These variants have value semantics and can be put inside containers. So a
function with dynamic arguments can have, for example, a vector<VariantValue> as argument. Writing code to test if each position contains a certain type and maybe a specific value is easy, but we want a generic solution. What we want is to pass a list of types and values to the matching function and let it figure out if a sequences of variants matches the pattern.

The problem is that values and types, like oil and water, don't mix in C++, at
least not without an emulgent. Because encoding a value as a type is much more difficult, we will represent a type as a value.

template<class T>
struct Type {
    typedef T type;
};

We can use temporaries of our "emulgent" class as placeholders for values of a specific type. Next on our list is the matching engine. As you may have
guessed, this involves templates, and worse, of the variadic kind. Because there is no specialization for fucntions, we will define a little helper template. First we declare the generic template:

template<class... A>
struct matcher_impl;

Then we need to handle the case of the empty argument list:

template<>
struct matcher_impl<> {
    static bool match(vector<VariantValue>& v,
                      vector<VariantValue>::iterator it)
    {
        return it == v.end();
    }
};

If there is no argument left, we expect the iterator to have reached the end of the argument vector. This is because we want to match the exact number of arguments.

Next we define the case for the argument list beginning with a value:

template<class A1, class... As>
struct matcher_impl<A1, As...> {
    static bool match(A1&& a1,
                      As&&... as, vector<VariantValue>& v,
                      vector<VariantValue>::iterator it)
    {
        if (it == v.end()) {
            return false;
        }
        if (!it->isA<A1>()) {
            return false;
        }
        if (it->value<A1>() != a1) {
            return false;
        }
        return matcher_impl<As...>::match(
            std::forward<As&&>(as)..., v, ++it);
    }
};

As you can see this is fairly straight-forward. We check if the iterator is
valid, check the type, check the value and incremente the iterator before we
"recurse". The case for the type placeholder is very similar, except that we
omit the value check.

template<class A1, class... As>
struct matcher_impl<Type<A1>, As...> {
    static bool match(Type<A1> t1, As&&... as,              
                      vector<VariantValue>& v,
                      vector<VariantValue>::iterator it)
    {
        if (it == v.end()) {
            return false;
        }
        if (!it->isA<A1>()) {
            return false;
        }
        return matcher_impl<As...>::match(
            std::forward<As&&>(as)..., v, ++it);
    }
};

And finally we can write a front-end function to hide all this template ugliness. For a reason that will be apparent soon, instead of returning
immediately a bool, we return a function object that takes a vector as
argument and checks if it matches the pattern:

template<class... As>
function<bool(vector<VariantValue>&)> pattern(As&&... as)
{
    return [&](std::vector<VariantValue>& v) {
        return pattern_impl<As...>::match(
            std::forward<As&&>(as)...,
            v, v.begin());
    };
}

And finally we want an expression that selects the first match in a list of
patterns and calls the corresponding body or fails. But we don't want to write it by hand every time we define a function. Fortunately with initializer_lists we can write a function that does all this without being too ugly:

VariantValue expr_switch(
    vector<VariantValue>& values, 
    vector<pair<function<bool(vector<VariantValue>&)>, 
    function<VariantValue()>>> pairs)
{
    for (auto pair: pairs) {
        if (pair.first(values)) {
            return pair.second();
        }
    }
    throw logic_error("unmatched arguments");
}

Voilà! We take a list of pairs where the first element is the pattern matching
lambda and the second is the function body. We call the pattern matching
lambdas in sequence and return on the first match. If no pattern is matched we raise an exception.

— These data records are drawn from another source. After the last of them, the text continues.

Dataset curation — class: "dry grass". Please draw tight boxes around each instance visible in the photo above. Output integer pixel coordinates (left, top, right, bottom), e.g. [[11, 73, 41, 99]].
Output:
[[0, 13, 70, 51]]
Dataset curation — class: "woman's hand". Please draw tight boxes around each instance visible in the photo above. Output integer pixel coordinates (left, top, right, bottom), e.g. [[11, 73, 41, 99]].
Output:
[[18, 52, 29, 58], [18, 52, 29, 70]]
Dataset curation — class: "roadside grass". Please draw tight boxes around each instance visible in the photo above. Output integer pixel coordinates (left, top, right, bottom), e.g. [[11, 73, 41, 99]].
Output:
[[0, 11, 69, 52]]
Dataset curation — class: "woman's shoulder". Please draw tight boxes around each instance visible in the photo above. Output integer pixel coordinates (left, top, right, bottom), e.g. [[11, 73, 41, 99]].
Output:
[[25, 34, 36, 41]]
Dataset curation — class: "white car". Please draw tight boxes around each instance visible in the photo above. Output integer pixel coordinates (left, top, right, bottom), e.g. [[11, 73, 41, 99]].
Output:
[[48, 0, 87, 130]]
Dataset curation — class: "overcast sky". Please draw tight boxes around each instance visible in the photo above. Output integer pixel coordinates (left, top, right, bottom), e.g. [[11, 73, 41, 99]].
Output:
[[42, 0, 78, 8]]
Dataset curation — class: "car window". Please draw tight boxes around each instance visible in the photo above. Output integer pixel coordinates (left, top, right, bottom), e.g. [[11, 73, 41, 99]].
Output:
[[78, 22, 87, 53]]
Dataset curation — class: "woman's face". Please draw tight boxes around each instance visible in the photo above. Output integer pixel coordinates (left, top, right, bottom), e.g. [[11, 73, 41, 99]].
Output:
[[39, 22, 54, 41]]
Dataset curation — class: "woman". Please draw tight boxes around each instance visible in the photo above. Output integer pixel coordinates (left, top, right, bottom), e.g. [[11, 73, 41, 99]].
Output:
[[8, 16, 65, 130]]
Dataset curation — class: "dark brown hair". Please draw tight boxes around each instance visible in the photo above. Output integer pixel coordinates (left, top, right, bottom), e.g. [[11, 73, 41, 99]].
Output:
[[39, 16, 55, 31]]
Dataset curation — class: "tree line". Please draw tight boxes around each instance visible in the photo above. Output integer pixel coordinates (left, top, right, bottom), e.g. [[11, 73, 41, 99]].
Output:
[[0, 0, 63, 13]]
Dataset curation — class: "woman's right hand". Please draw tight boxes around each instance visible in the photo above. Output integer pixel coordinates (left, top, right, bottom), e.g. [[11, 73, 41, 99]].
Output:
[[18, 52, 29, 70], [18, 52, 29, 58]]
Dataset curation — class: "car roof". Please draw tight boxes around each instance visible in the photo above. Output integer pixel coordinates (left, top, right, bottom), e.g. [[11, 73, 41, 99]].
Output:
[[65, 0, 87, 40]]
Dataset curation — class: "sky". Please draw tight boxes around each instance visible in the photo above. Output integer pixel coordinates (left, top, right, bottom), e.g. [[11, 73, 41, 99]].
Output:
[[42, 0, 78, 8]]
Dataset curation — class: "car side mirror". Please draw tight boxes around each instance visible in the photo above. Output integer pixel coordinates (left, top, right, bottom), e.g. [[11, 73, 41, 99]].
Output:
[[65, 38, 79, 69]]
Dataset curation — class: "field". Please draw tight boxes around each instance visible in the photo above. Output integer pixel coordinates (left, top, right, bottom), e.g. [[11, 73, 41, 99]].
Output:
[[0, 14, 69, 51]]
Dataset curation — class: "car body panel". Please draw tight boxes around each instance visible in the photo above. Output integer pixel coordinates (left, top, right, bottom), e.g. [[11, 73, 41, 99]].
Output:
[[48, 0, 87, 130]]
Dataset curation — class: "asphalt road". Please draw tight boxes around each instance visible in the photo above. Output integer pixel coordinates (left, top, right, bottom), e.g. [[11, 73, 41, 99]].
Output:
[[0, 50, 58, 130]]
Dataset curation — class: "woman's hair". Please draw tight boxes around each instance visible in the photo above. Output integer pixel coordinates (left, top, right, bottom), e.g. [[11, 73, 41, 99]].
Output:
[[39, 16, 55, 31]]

Now that you saw the mechanims behind the factorial function lets see how to call it:

std::cout <<
    "factorial of 4 = " <<
    factorial({4}).value<int>() <<
    std::endl;

It could be worse, right? Another interesting example is to define a function
to treat the dreaded Square and Rectangle example (is a square a special case of a rectangle or the other way around? [3]):

struct Square {
    int w;
};

struct Rectangle {
    int w;
    int h;
};

VariantValue area(vector<VariantValue> args)
{
    return expr_switch(args, {
       {pattern(Type<Square>()), [&]() -> VariantValue {
            return args[0].value<Square&>().w
                  *args[0].value<Square&>().w;
        }},
        {pattern(Type<Rectangle>()), [&]() -> VariantValue {
            return args[0].value<Rectangle&>().w
                  *args[0].value<Rectangle&>().h;
        }}
    });
}

Not bad. The only thing that bothers me is that in the function body I'm forced to refer to the generic vector of arguments. It would be nice if I could give a name to the type placeholder in the pattern. Then in the function body I could refer directly to this name and no further type conversions would be needed. I haven't figured out how to do this and I think it's not possible.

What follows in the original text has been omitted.